A Box that Controls a Building
Figuring out exactly how to achieve that, particularly in very large, multi-use buildings, is one of the ambitious goals of energy efficiency experts at Sutardja Dai Hall, the newest research facility on the campus of the University of California, Berkeley (UCB). Outfitted with a Siemens Apogee automation system, Sutardja Dai functions as a test bed for building-to-grid technologies such as automated demand response (ADR). In order to ensure that a building’s response to changing electricity prices is both automated and intelligent, Siemens is working with UCB to test what it calls a “Smart Energy Box” at Sutardja Dai. “The idea is that when a peak is predicted, the Box goes through a library of scenarios that range from reduced cooling and lighting in non-critical areas to a finely-tuned, distributed response that can include almost anything that’s plugged into a wall socket. It takes expected prices and weather conditions into account, including where the sun will be in relation to the building during a DR event,” explains Lo, “Finally, it chooses the best scenario and implements it.”

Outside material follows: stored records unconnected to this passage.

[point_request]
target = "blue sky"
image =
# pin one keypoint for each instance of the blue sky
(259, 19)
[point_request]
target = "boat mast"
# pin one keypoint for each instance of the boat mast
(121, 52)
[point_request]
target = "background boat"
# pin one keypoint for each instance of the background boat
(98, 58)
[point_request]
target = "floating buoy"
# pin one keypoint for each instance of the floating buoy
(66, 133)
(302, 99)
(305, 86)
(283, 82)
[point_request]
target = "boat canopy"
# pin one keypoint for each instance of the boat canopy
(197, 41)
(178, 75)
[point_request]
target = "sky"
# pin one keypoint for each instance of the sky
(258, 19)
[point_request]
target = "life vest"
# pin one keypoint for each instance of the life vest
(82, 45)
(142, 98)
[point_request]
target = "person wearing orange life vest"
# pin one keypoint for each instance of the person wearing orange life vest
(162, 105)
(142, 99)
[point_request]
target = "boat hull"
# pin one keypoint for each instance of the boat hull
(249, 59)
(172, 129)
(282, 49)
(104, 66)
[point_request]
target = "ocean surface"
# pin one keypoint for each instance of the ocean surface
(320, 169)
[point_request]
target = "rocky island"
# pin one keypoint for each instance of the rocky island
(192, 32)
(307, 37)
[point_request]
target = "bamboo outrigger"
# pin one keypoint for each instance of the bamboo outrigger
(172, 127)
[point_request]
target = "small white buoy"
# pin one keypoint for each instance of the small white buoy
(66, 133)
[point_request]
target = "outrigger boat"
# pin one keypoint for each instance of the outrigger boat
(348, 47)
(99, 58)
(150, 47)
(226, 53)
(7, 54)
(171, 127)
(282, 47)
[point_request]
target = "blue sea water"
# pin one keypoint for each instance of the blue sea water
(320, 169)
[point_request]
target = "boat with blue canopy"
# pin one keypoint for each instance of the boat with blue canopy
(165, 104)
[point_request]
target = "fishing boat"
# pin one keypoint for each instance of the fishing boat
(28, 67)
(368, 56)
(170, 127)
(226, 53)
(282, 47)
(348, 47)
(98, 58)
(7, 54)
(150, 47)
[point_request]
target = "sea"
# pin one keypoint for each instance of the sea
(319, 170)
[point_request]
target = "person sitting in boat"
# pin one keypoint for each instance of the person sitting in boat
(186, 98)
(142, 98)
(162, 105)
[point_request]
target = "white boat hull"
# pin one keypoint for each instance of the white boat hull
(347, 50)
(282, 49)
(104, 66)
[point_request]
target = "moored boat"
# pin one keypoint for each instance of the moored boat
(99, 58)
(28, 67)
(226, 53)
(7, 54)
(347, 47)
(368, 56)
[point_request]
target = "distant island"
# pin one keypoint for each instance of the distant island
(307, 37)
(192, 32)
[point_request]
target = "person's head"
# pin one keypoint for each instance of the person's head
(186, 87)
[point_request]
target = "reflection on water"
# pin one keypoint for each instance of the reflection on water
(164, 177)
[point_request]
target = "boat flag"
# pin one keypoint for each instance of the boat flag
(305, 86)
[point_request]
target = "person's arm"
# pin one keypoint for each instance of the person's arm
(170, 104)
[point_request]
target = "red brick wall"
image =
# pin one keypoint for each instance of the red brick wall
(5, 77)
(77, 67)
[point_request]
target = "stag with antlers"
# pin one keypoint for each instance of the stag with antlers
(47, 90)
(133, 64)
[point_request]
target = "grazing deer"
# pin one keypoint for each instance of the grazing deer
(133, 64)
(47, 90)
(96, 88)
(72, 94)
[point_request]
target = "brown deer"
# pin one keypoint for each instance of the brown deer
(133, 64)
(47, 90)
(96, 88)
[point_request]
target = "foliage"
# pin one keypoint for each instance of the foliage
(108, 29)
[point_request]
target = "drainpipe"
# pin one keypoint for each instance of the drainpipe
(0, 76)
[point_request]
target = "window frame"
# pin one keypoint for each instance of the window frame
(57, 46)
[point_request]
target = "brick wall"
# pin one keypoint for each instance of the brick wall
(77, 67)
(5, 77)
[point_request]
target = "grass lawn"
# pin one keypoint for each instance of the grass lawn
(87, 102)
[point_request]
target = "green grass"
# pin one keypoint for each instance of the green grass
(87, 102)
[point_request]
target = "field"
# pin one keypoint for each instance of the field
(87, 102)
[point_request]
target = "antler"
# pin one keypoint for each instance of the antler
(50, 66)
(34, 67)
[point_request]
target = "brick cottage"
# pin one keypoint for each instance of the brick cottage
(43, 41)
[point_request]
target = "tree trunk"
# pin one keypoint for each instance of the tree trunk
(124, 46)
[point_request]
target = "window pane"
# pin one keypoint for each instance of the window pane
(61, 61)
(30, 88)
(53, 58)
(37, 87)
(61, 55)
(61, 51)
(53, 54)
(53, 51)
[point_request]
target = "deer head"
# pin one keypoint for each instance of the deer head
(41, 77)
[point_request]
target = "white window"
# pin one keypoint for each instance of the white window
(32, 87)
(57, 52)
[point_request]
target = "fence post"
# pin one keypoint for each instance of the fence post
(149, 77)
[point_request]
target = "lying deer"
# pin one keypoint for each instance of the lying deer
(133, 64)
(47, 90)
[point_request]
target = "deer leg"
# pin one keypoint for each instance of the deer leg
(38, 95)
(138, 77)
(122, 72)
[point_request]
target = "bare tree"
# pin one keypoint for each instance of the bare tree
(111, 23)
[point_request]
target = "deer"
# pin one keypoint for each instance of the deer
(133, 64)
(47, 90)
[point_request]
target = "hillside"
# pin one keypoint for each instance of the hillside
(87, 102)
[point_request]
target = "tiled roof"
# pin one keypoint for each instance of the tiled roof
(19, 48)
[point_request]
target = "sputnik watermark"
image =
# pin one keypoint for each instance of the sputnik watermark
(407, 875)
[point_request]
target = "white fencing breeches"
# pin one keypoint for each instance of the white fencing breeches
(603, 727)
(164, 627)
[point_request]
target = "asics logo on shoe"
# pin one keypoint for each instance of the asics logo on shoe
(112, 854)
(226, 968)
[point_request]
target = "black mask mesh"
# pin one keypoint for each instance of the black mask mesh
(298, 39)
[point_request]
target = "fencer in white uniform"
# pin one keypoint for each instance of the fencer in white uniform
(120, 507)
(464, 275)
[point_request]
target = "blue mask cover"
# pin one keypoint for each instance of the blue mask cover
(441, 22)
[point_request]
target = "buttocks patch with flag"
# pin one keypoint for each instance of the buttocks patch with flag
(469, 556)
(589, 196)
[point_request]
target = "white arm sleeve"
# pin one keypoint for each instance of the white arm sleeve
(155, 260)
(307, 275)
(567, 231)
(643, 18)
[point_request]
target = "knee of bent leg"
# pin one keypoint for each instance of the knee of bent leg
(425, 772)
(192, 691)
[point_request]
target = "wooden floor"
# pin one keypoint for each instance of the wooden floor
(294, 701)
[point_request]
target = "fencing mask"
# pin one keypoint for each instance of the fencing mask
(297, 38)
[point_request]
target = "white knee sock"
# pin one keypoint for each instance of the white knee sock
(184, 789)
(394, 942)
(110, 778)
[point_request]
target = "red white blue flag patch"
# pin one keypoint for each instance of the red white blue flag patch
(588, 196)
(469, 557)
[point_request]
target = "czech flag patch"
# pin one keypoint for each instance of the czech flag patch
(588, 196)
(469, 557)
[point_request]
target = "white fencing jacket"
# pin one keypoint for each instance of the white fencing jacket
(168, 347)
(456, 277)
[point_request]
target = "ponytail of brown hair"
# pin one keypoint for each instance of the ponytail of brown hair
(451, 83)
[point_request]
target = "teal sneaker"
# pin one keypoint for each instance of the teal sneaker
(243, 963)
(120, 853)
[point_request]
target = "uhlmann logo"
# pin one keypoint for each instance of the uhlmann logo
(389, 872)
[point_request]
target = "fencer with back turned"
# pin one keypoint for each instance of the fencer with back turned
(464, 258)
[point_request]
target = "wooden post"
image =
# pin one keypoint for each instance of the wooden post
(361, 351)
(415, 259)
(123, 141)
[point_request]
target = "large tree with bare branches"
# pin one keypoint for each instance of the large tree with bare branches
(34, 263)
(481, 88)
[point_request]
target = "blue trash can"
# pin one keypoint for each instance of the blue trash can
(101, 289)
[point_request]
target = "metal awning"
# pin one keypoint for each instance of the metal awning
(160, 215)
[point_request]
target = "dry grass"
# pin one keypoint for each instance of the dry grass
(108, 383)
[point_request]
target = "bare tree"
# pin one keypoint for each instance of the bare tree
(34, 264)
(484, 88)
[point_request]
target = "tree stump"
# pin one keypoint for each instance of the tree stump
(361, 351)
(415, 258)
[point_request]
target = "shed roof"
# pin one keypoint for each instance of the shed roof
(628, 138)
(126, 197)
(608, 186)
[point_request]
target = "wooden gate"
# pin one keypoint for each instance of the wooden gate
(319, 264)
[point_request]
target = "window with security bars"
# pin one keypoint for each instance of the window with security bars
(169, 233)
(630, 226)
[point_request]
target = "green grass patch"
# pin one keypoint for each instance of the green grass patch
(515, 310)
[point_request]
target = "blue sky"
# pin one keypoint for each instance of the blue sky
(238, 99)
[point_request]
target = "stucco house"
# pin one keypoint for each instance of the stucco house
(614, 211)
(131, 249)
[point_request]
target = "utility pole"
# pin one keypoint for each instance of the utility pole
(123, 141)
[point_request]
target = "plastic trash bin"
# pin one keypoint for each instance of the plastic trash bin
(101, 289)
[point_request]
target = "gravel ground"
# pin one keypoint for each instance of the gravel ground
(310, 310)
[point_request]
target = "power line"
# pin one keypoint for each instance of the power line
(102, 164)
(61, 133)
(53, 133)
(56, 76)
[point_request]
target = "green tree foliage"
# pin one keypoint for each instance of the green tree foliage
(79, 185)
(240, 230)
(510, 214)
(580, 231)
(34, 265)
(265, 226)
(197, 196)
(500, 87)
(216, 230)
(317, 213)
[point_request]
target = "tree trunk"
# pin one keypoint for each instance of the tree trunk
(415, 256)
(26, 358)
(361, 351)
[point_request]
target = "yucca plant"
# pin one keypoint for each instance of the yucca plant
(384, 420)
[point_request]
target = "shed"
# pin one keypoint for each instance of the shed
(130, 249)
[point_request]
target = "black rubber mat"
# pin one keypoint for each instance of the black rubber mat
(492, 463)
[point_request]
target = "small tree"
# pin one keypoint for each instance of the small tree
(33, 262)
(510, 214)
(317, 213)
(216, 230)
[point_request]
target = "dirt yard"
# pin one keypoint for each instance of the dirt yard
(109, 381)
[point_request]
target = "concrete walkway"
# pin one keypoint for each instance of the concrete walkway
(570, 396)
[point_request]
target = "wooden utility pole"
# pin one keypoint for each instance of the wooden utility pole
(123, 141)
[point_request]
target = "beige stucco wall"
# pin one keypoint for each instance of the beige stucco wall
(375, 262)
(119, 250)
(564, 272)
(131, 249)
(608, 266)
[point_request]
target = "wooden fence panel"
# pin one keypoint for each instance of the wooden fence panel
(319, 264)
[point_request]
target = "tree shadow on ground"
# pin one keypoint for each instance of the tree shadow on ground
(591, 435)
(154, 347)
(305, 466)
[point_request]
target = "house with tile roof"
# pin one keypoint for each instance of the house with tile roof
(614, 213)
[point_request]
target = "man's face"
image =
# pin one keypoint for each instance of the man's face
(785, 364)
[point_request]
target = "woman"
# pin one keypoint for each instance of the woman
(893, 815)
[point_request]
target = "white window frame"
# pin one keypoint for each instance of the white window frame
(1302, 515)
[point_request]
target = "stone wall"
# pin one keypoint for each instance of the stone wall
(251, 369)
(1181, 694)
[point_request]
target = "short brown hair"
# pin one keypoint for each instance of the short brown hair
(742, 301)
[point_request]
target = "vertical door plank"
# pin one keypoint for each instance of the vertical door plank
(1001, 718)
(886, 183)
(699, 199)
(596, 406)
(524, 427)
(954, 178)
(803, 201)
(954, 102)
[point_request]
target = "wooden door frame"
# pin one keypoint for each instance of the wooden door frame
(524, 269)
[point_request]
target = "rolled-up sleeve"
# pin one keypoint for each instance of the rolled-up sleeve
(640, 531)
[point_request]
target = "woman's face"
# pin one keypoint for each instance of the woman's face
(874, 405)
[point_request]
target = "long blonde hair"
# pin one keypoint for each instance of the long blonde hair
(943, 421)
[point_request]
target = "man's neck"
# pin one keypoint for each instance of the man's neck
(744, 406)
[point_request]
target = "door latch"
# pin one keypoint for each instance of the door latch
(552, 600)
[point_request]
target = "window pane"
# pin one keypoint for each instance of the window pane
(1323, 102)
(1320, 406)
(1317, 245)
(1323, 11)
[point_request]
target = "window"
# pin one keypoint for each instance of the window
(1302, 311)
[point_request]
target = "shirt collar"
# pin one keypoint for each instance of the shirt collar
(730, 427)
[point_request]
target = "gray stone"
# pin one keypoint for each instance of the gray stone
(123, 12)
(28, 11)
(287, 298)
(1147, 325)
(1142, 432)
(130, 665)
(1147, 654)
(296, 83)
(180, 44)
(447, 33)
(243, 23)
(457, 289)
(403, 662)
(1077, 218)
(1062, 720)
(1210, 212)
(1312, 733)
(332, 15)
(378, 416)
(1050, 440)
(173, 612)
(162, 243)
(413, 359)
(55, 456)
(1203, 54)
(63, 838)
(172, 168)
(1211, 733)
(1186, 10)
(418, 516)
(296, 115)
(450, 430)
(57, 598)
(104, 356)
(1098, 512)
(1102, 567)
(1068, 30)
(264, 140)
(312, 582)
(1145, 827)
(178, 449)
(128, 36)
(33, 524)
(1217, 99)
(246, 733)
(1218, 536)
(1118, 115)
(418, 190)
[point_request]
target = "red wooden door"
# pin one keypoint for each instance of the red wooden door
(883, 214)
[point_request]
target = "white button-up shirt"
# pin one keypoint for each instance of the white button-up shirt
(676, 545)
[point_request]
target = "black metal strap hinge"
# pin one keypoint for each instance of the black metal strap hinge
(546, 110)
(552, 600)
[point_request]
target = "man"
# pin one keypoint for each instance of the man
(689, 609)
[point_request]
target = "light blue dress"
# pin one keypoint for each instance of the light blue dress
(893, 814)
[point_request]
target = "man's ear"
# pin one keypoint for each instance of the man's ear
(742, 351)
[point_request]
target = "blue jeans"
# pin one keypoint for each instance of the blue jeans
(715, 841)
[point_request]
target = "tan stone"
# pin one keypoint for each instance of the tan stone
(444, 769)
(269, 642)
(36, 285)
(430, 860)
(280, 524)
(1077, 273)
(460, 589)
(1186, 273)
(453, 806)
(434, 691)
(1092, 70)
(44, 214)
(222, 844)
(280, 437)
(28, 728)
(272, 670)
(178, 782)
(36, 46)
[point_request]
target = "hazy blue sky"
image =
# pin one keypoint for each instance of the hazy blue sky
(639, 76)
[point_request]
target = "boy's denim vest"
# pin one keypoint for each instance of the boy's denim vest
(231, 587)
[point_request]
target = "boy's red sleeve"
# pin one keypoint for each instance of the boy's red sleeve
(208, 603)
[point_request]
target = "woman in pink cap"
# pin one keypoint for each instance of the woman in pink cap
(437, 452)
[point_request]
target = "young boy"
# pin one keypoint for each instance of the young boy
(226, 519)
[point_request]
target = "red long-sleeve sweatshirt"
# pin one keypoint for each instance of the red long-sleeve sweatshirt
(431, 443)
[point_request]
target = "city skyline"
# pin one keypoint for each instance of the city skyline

To achieve such a response without inconveniencing building occupants can be a tricky task.  It calls for the ability to learn from the schedules, habits and energy priorities of different departments within a building. Excluding those areas of a building that are off limits in terms of power adjustments because of vital or very high-value functions, the Energy Box minimizes inconvenience by maximizing the distribution of its demand response over as many systems as possible.

Essential to this entire process is a protocol that allows building automation systems to read ADR signals from utilities. Developed by the Lawrence Berkeley National Laboratory (LBNL) and recently adopted by the U.S. Department of Energy, the protocol is rapidly moving toward worldwide acceptance and may well become the standard for building-to-grid communications. “This is extremely important,” says Prof. David M. Auslander of the UCB Mechanical Engineering Department and a key advocate of the university’s participation in this technology. “LBNL is testing ADR at several hundred facilities. And Sutardja Dai Hall is one of them – thanks to the Energy Box. The issue here is that the wholesale price of electricity varies from minute to minute, but its retail price often looks flat. The Energy Box could change that – essentially transforming electricity from a fixed part of overhead to an expense that can be actively managed.”

Adds Sutardja Dai Building Manager Domenico Caramagno, “Thousands of buildings could benefit from this box, not only to shed load during DR events and thus benefit from cash incentives from utilities, but to maximize their energy savings around the clock. That is the direction we are heading.”